Define parameters settings for estimate_R(). It takes a list of named items
as input, sets defaults where arguments are missing, and returns a list of
settings.
make_config(..., incid = NULL)Acceptable arguments for ... are:
t_start: Vector of positive integers giving the starting times of each
window over which the reproduction number will be estimated. These must be
in ascending order, and so that for all i, t_start[i] <= t_end[i].
t_start[1] should be strictly after the first day with non null
incidence.
t_end: Vector of positive integers giving the ending times of each window
over which the reproduction number will be estimated. These must be in
ascending order, and so that for all i, t_start[i] <= t_end[i].
n1: For method "uncertain_si" and "si_from_data"; positive integer giving
the size of the sample of SI distributions to be drawn (see details).
n2: For methods "uncertain_si", "si_from_data" and "si_from_sample";
positive integer giving the size of the sample drawn from the posterior
distribution of R for each serial interval distribution considered (see
details).
mean_si: For method "parametric_si" and "uncertain_si"; positive real
giving the mean serial interval (method "parametric_si") or the average
mean serial interval (method "uncertain_si", see details).
std_si: For method "parametric_si" and "uncertain_si"; non negative real
giving the standard deviation of the serial interval (method
"parametric_si") or the average standard deviation of the serial interval
(method "uncertain_si", see details).
std_mean_si: For method "uncertain_si"; standard deviation of the
distribution from which mean serial intervals are drawn (see details).
min_mean_si: For method "uncertain_si"; lower bound of the distribution
from which mean serial intervals are drawn (see details).

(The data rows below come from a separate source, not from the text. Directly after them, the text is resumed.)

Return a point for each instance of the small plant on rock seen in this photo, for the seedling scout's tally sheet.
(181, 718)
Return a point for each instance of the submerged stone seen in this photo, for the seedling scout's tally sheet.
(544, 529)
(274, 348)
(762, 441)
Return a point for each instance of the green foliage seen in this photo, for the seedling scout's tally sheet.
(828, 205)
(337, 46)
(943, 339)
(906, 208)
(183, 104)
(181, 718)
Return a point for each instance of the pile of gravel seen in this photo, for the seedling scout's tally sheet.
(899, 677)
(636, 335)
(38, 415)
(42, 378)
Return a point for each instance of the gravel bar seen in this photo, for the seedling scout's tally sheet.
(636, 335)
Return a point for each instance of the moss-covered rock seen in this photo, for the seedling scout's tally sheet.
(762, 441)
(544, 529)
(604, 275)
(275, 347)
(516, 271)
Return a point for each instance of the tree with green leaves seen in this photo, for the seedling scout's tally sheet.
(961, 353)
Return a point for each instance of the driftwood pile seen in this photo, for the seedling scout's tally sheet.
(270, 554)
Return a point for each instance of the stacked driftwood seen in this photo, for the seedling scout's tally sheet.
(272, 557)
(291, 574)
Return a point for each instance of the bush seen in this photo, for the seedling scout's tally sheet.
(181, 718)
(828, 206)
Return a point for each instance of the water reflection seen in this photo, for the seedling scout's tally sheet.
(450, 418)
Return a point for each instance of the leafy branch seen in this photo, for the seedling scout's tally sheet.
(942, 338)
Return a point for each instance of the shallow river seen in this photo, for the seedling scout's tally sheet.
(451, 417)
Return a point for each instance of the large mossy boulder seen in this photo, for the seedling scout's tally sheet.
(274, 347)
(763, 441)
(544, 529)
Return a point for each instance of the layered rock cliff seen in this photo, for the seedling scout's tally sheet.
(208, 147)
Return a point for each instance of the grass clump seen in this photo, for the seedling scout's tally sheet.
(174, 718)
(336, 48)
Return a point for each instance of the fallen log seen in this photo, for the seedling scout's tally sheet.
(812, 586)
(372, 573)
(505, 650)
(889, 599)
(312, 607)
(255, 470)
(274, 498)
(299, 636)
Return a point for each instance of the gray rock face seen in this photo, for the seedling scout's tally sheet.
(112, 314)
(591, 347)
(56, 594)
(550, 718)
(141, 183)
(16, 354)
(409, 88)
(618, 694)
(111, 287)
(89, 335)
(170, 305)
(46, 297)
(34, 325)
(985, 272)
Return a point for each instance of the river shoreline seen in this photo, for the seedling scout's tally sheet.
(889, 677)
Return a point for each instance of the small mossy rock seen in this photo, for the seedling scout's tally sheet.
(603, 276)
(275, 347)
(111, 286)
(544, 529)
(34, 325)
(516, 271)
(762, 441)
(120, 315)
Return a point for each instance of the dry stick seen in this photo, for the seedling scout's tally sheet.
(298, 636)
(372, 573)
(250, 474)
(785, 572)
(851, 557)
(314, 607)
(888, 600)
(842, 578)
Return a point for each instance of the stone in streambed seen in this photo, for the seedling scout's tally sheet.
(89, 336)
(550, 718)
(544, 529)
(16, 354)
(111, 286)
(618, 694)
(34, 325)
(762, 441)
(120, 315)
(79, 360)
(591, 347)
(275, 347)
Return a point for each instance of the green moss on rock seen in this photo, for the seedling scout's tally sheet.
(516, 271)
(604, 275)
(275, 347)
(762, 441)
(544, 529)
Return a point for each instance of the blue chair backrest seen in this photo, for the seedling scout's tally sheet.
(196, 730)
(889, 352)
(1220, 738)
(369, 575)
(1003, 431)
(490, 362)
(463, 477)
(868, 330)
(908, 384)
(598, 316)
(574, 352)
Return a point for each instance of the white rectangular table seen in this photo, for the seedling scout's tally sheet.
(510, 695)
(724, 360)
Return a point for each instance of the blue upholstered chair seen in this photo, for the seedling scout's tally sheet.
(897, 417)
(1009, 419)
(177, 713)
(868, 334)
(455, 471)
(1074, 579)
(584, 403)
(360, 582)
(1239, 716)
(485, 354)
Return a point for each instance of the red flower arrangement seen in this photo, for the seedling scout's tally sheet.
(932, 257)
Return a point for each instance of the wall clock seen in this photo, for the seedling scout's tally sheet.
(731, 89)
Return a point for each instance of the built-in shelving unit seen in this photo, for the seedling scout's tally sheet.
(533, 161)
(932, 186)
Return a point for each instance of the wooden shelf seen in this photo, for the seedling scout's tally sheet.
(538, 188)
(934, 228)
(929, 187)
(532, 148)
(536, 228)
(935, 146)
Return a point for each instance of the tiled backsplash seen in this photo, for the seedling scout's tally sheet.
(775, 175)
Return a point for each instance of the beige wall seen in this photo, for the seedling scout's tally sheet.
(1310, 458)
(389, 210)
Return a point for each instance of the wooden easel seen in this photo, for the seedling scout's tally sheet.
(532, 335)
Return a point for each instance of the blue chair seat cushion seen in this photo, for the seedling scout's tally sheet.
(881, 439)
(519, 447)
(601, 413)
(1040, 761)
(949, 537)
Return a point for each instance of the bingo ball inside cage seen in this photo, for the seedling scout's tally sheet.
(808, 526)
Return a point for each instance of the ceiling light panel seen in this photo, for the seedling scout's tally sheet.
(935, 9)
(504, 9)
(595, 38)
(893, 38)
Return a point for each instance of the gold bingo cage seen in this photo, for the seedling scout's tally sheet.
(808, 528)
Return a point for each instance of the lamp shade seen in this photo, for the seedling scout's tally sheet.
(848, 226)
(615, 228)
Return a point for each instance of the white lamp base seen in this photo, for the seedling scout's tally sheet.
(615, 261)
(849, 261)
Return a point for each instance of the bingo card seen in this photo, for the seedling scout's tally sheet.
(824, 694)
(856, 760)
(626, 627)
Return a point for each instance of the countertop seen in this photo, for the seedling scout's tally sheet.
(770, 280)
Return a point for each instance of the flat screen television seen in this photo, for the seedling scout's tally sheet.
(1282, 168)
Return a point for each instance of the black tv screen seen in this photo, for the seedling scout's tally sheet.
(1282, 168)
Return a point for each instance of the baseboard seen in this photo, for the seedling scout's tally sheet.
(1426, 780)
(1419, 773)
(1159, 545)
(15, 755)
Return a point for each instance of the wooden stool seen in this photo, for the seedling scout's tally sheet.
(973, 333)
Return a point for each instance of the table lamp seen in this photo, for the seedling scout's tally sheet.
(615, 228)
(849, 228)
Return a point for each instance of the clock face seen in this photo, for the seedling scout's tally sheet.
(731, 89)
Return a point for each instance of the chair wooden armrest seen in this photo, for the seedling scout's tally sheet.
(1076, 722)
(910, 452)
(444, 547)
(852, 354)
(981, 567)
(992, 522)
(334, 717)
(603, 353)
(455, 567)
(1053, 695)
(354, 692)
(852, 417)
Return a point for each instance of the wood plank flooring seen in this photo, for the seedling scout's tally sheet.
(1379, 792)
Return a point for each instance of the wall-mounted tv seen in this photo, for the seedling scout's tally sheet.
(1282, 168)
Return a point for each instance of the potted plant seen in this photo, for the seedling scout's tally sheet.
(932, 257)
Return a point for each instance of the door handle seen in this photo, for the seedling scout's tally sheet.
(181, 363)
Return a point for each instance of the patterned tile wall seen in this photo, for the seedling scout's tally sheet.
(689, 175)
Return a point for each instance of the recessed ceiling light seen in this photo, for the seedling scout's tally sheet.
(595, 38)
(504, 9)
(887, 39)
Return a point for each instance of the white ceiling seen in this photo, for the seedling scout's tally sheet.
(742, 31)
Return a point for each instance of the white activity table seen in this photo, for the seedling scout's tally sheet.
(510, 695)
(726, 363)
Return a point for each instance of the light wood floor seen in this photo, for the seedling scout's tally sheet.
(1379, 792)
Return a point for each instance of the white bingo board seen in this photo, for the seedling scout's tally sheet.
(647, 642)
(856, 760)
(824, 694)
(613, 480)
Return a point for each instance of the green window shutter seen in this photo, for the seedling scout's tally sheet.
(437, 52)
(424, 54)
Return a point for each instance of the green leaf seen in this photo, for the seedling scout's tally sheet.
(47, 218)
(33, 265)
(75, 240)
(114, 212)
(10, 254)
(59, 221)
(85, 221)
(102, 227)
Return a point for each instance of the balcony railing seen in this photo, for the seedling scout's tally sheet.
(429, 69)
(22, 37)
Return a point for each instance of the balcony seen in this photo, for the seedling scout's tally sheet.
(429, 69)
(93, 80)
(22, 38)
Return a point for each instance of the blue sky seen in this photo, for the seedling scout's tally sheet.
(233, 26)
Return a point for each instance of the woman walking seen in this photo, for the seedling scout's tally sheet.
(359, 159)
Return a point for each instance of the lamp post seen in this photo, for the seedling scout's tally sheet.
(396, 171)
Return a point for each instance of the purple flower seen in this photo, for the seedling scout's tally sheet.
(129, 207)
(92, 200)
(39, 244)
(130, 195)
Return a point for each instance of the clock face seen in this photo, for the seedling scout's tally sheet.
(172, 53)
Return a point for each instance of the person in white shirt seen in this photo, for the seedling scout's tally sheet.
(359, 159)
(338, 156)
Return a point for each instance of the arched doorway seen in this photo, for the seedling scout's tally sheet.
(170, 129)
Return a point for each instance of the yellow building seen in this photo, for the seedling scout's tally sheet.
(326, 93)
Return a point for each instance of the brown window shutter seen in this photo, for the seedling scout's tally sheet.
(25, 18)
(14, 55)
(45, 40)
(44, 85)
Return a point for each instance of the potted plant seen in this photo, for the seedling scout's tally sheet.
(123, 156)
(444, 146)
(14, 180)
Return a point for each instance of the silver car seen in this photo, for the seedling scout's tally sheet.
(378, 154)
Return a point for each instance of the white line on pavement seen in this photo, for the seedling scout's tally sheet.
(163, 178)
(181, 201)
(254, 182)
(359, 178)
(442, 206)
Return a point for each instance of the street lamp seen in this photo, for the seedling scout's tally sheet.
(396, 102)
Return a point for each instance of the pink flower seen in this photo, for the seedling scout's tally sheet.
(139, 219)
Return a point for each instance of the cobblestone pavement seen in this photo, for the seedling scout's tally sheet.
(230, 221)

max_mean_si: For method "uncertain_si"; upper bound of the distribution
from which mean serial intervals are drawn (see details).
std_std_si: For method "uncertain_si"; standard deviation of the
distribution from which standard deviations of the serial interval are
drawn (see details).
min_std_si: For method "uncertain_si"; lower bound of the distribution
from which standard deviations of the serial interval are drawn (see
details).
max_std_si: For method "uncertain_si"; upper bound of the distribution
from which standard deviations of the serial interval are drawn (see
details).
si_distr: For method "non_parametric_si"; vector of probabilities giving
the discrete distribution of the serial interval, starting with
si_distr[1] (probability that the serial interval is zero), which should
be zero. Note that EpiEstim assumes that the serial interval is always
strictly positive.
si_parametric_distr: For method "si_from_data"; the parametric
distribution to use when estimating the serial interval from data on dates
of symptoms of pairs of infector/infected individuals (see details). Should
be one of "G" (Gamma), "W" (Weibull), "L" (Lognormal), "off1G" (Gamma
shifted by 1), "off1W" (Weibull shifted by 1), or "off1L" (Lognormal
shifted by 1).
mcmc_control: An object of class estimate_R_mcmc_control, as
returned by function make_mcmc_control.
mean_prior: A positive number giving the mean of the common prior
distribution for all reproduction numbers (see details).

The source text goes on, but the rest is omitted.